At the beginning of Mass, the entrance antiphon stated: “You will receive the Holy Spirit and you will be my witnesses, even to the ends of the earth.” Thus, “the Holy Spirit is the one who moves us to praise God, who moves us to pray: ‘Pray in us’.” The Holy Spirit “is the one who is in us and who teaches us to look to the Father and call him: ‘Father.’” This is how “he frees us from the state of orphanhood into which the worldly spirit may lead us.” For all these reasons, the Holy Spirit “is very important: he is the protagonist of the living Church: he is the one who works in the Church.”

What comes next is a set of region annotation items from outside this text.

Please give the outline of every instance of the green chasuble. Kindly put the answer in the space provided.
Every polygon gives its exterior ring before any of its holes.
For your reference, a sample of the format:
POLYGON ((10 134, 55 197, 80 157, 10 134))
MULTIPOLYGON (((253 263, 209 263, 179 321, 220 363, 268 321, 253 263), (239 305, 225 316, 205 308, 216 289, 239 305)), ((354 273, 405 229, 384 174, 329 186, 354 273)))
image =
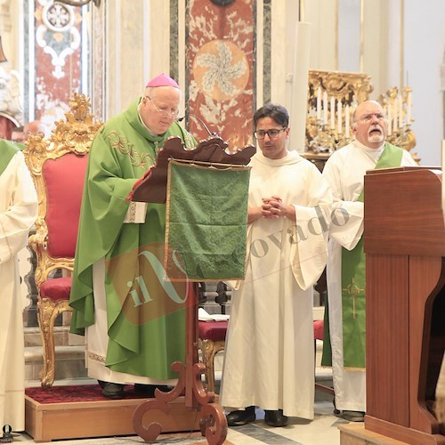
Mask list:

But “when we do not live up to the mission of the Holy Spirit and do not receive him in this way,” we wind up “reducing the faith to morals, to ethics.” We think that it is enough to fulfill all the Commandments, and “nothing more.” So we tell ourselves: “We can do this, we can’t do that; up to here yes, up to there no!” In this way we resort to “casuistry” and to “a cold moral code.” However, “Christian life is not ethics: it is an encounter with Jesus Christ.” And it is the Holy Spirit himself “who leads me to this encounter with Jesus Christ.”

So, “in life, we may have the Holy Spirit in our heart as a ‘prisoner of luxury’: we do not let him encourage us, we do not let him move us.” Yet “he does everything, he knows everything, he is able to remind us what Jesus said, he knows how to explain to us the things of Jesus.” There is only one thing that “the Holy Spirit does not know how to make: ‘salon Christians.’ He does not know how to do this. He does not know how to make ‘virtual Christians’” — those who are “not virtuous.”

On the contrary, “he makes real Christians: he takes real life as it is, with the prophecy of reading the signs of the times, and thus he leads us forward.” This is why “he is the great prisoner of our hearts’ and we say that he is the third Person of the Trinity, and stop there.’”

I suggest that “this week it will do us good to reflect on what the Holy Spirit does in our life.”

To help with this examination of conscience, ask a few direct questions: “Did he teach me the path of freedom? Did I learn it from him? What is freedom? What freedom? Am I afraid of the Holy Spirit, who is in me and pushes me to go outside? How is my courage, which the Holy Spirit gives me, to go out of myself, to witness to Jesus? How is my patience when put to the test? Because the Holy Spirit also gives patience.”

Precisely “in this week of preparation for the Solemnity of Pentecost,” I invite Christians to ask themselves if they truly believe in the Holy Spirit or if for them he is merely “a word.” We must try “to speak with him and to say: ‘I know that you are in my heart, that you are in the heart of the Church, that you create unity among us, all of us different, in all of our diversity.”

I suggest that we “say all these things to him and that we ask for the grace to learn, practically, in our lives, what he does.” It is the “grace of docility to him, being docile to the Holy Spirit: this week let us do this, let us think about the Spirit and talk with him.”